Large-scale genome-wide association studies of schizophrenia have uncovered hundreds of associated loci but with extremely limited representation of African diaspora populations. We surveyed electronic health records of 200,000 individuals of African ancestry in the Million Veteran and All of Us Research Programs, and, coupled with genotype-level data from four case-control studies, realized a combined sample size of 13,012 affected and 54,266 unaffected persons. Three genome-wide significant signals - near PLXNA4, PMAIP1, and TRPA1 - are the first to be independently identified in populations of predominantly African ancestry. Joint analyses of African, European, and East Asian ancestries across 86,981 cases and 303,771 controls, yielded 376 distinct autosomal loci, which were refined to 708 putatively causal variants via multi-ancestry fine-mapping.
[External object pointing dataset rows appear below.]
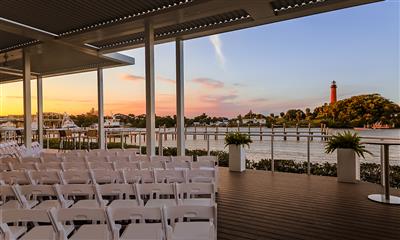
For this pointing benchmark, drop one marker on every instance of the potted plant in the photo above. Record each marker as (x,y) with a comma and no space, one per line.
(237,158)
(347,145)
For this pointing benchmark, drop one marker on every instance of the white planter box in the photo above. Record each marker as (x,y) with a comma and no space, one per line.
(348,166)
(237,158)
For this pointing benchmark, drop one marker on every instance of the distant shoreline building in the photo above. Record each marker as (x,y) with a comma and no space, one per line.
(333,92)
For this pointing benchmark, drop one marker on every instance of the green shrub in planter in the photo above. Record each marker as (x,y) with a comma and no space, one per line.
(346,140)
(237,139)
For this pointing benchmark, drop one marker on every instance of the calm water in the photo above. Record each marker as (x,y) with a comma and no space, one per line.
(291,148)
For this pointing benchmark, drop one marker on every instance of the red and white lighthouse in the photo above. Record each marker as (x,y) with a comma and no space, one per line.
(333,92)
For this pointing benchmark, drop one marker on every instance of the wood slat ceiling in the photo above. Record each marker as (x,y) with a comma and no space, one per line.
(65,17)
(176,30)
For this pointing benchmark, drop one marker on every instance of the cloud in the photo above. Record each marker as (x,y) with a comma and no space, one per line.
(136,78)
(208,82)
(217,44)
(166,80)
(239,85)
(218,98)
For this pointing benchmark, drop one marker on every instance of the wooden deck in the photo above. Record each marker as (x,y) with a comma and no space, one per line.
(265,205)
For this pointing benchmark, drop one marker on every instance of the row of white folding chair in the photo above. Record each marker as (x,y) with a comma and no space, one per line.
(105,223)
(118,195)
(112,165)
(108,176)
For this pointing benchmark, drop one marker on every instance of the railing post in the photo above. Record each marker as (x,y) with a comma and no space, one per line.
(140,143)
(272,154)
(308,156)
(160,147)
(208,145)
(122,139)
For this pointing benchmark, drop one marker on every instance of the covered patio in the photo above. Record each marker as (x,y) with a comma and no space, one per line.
(58,38)
(64,37)
(265,205)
Utilizing single-cell functional genomic data from human brain tissue and two complementary approaches, transcriptome-wide association studies and enhancer-promoter contact mapping, we identified a consensus set of 94 genes across ancestries and pinpointed the specific cell types in which they act. We identified reproducible associations of schizophrenia polygenic risk scores with schizophrenia diagnoses and a range of other mental and physical health problems. Our study addresses a longstanding gap in the generalizability of research findings for schizophrenia across ancestral populations, underlining shared biological underpinnings of schizophrenia across global populations in the presence of broadly divergent risk allele frequencies.
祖先人群中精神分裂症相关基因位点的生物学启示
大规模的精神分裂症全基因组关联研究发现了数百个相关基因位点,但非洲散居人群的代表性极为有限。我们调查了 "百万退伍军人 "和 "我们所有人 "研究计划中 20 万非洲裔个体的电子健康记录,再加上四项病例对照研究的基因型数据,得到了 13012 名受影响者和 54266 名未受影响者的综合样本量。PLXNA4 、PMAIP1 和 TRPA1 附近的三个全基因组重要信号是首次在以非洲血统为主的人群中独立发现的。通过对非洲、欧洲和东亚血统的 86,981 例病例和 303,771 例对照进行联合分析,发现了 376 个不同的常染色体位点,并通过多种系精细图谱将这些位点细化为 708 个可能的致病变异。利用来自人类脑组织的单细胞功能基因组数据和两种互补方法(全转录组关联研究和增强子-启动子接触图谱),我们确定了一套跨血统的 94 个基因共识集,并精确定位了这些基因作用的特定细胞类型。我们确定了精神分裂症多基因风险评分与精神分裂症诊断及其他一系列身心健康问题之间的可重复性关联。我们的研究填补了精神分裂症研究成果在不同祖先人群中普遍适用性方面的一个长期空白,强调了在风险等位基因频率大相径庭的情况下,全球人群中精神分裂症的共同生物学基础。